Yiras Shomayim completed through action
yirah · Akeidah · Avraham · deveikus · deeds
ובפסוק עתה ידעתי כי ירא אלקים אתה.
On the pasuk: "Now I know that you are a God-fearing man."
After the Akeidah, Hashem declares of Avraham, "Now I know that you fear God" — and the Sefas Emes asks what "now" adds.
אף כי הכל נגלה לפניו ית'.
This is so even though everything is revealed before Him, blessed be He.
Since Hashem knows all, including Avraham's heart, the word "now" is puzzling — He surely knew of Avraham's yiras Shomayim all along.
אך כי מקודם הי' היראה בכחו ולא בפועל.
But beforehand the yirah (fear of Heaven) was within him in potential, and not in actuality.
The answer: before the Akeidah, Avraham's awe of Hashem existed only as latent potential; it had not yet been fully realized in deed.
וביאור הענין כי המעשה שהאדם עושה ע"י היראה מעשה זו מחזרת את היראה והשלמת היראה הוא במעשה ולא נק' ירא שמים בשלימות כשאינו מביא היראה בפועל ובמעשה.
The explanation of the matter is that the deed a person performs through yirah — that very deed reinforces the yirah, and the completion of the yirah is in the deed; and one is not called a complete yarei Shomayim (God-fearing person) while he does not bring the yirah into actuality and into action.

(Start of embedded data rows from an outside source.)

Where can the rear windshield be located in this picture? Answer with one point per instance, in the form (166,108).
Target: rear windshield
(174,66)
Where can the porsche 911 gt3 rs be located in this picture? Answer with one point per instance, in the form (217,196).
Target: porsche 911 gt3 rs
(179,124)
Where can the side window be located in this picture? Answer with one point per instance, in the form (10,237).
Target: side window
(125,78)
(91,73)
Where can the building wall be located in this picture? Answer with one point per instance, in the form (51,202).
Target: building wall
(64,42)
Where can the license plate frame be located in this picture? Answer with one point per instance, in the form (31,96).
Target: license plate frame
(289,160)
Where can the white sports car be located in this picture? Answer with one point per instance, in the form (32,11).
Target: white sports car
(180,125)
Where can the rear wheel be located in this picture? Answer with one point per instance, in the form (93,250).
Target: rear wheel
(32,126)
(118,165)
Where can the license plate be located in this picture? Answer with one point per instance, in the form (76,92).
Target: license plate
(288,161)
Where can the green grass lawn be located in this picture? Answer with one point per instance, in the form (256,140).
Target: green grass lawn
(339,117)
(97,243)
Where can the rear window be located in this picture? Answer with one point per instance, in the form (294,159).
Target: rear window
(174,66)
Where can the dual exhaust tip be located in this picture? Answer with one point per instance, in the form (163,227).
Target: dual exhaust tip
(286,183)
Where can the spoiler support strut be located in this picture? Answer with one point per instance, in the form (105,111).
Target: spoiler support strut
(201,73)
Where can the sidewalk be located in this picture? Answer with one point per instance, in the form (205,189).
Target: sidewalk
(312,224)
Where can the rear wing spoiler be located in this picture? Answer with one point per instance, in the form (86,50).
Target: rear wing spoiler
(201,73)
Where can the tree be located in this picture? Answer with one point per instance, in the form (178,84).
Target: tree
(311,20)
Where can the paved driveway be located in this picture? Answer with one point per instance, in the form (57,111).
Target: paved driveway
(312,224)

Fear of Heaven and action work in a loop: acting out of awe strengthens the awe, and only an awe expressed in concrete deeds is whole. Without being translated into action, yiras Shomayim remains incomplete.
לכן עתה נעשה ירא אלקים בשלימות.
Therefore now he became a God-fearing man in completeness.

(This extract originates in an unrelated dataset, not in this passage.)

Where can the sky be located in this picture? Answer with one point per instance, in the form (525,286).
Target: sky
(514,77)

Through the act of the Akeidah, Avraham's latent yirah was actualized, and only then was his fear of Heaven complete.
פי' שע"י עשיית מעשה בהיראה יש לו דביקות בהיראה ונקרא ירא אלקים אתה.
That is, by performing a deed with the yirah, he has deveikus (attachment) to the yirah, and so he is called "you are a God-fearing man."
Acting out of awe binds the person to that awe so thoroughly that it becomes part of who he is — Avraham did not merely possess yirah, he was a yarei Shomayim.
וזה הלשון במד' מטות כאותן שנקראו יראי אלקים פי' שהיראה דביקה בגופם:
This is the wording in the Midrash on Matos: "like those who are called yir'ei Elokim (God-fearing ones)" — meaning that the yirah is bound up in their very bodies.
The Midrash's phrase "God-fearing ones" points to people in whom awe of Hashem has been so internalized through action that it clings to their very physical being.
Summary: "Now I know that you fear God" teaches that yiras Shomayim is completed only when it is brought into action. The deed performed out of awe both reinforces the awe and binds the person to it, so that — like Avraham after the Akeidah — one's very being becomes that of a yarei Shomayim.